Single And Double Coats – The Top 10 Reasons Not To Shave Your Double Coated Dog
The Pomsky is a cross between a Pomeranian and Siberian Husky. Having two parent breeds that both have double coats ensures the Pomsky puppy will have a one also. For dog lovers, providing the right type of care is very important. One question that always comes up concerns appropriate grooming. What is right for one fur texture may be completely wrong for another. Owners of double coated dogs must make good decisions about shaving, or not, and this depends on having the best information. Most often, the differences between single and double coats will determine the best practices. Before we go over the top 10 reasons not to shave your double coated dog lets go over the coat types.
The two general categories of dog’s coats are single and double, and these occur across a wide range of different fur textures and breeds. A single coated breed will have only one coat of fur over the entire body, while a double coated breed has a top coat that can be longer and thicker, plus an undercoat that is usually soft and thick.

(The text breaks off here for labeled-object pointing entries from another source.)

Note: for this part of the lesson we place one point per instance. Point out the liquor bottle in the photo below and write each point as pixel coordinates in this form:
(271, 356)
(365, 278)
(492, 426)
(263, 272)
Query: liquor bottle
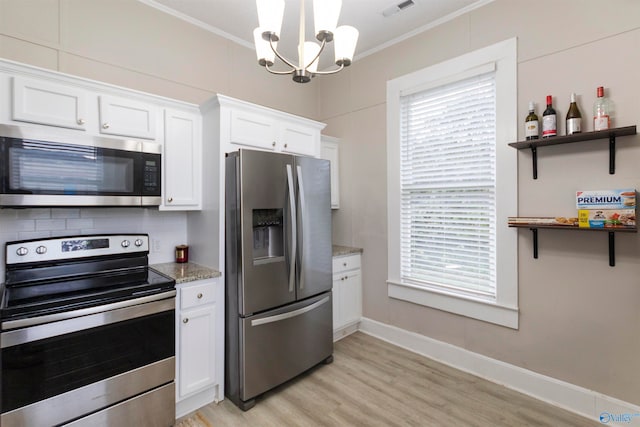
(574, 118)
(602, 110)
(531, 124)
(549, 122)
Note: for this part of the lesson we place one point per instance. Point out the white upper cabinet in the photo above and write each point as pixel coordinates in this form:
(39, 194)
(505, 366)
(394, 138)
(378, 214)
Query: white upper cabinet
(126, 117)
(243, 124)
(329, 151)
(46, 103)
(298, 139)
(253, 130)
(182, 161)
(32, 96)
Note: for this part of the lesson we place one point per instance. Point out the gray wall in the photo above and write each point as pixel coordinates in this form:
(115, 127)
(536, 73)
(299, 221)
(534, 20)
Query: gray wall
(579, 317)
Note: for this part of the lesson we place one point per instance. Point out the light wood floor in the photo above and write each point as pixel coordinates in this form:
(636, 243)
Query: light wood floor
(374, 383)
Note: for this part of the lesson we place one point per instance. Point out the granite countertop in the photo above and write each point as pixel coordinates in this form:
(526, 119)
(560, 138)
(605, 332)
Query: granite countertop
(186, 272)
(339, 250)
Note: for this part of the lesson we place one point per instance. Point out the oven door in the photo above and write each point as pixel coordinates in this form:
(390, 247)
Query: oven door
(64, 171)
(62, 371)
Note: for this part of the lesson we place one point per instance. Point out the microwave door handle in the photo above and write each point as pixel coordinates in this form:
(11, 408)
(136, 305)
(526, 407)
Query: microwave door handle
(294, 237)
(302, 223)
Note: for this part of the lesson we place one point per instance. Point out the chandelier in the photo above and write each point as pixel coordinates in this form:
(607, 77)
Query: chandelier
(325, 14)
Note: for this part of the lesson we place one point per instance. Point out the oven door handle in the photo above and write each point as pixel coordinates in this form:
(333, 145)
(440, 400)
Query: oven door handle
(73, 321)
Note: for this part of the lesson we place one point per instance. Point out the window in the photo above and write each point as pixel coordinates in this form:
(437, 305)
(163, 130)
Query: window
(452, 184)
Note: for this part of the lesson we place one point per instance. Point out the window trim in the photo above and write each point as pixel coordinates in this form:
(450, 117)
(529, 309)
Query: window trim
(504, 310)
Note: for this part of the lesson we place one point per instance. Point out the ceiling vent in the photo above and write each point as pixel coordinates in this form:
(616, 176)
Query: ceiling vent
(392, 10)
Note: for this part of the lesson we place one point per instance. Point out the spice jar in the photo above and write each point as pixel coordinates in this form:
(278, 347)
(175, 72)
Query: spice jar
(182, 253)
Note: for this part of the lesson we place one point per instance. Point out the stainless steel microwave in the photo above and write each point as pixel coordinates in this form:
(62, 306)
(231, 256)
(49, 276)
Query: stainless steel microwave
(41, 167)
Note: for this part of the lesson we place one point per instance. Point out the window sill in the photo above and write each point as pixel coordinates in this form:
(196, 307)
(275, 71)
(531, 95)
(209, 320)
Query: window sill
(487, 311)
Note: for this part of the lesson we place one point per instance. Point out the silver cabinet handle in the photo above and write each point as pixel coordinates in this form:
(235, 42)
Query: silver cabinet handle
(294, 313)
(303, 226)
(294, 236)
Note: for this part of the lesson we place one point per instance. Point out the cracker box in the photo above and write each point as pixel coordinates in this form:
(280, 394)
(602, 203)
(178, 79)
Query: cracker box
(606, 199)
(606, 218)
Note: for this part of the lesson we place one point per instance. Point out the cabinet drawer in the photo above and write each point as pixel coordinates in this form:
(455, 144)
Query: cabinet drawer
(197, 295)
(344, 263)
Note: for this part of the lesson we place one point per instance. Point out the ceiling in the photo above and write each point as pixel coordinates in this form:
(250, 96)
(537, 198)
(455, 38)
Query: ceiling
(236, 19)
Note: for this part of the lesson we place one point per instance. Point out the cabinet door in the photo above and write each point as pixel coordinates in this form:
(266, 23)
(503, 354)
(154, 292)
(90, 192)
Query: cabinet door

Examples of Popular Single Coated Breeds
- Wheaten terriers
- Boston Terrier
Generally speaking, these are some breeds which can be shaved, as long as care is taken to leave the coat long enough so that the dog will not become sunburned. No closely shaven dogs should be allowed to be in direct sunlight during the hottest summer months. They will only feel cooler if kept inside or in the shade. Dog breeds with one coat generally have fur that grows back, over time, and still retains its normal appearance.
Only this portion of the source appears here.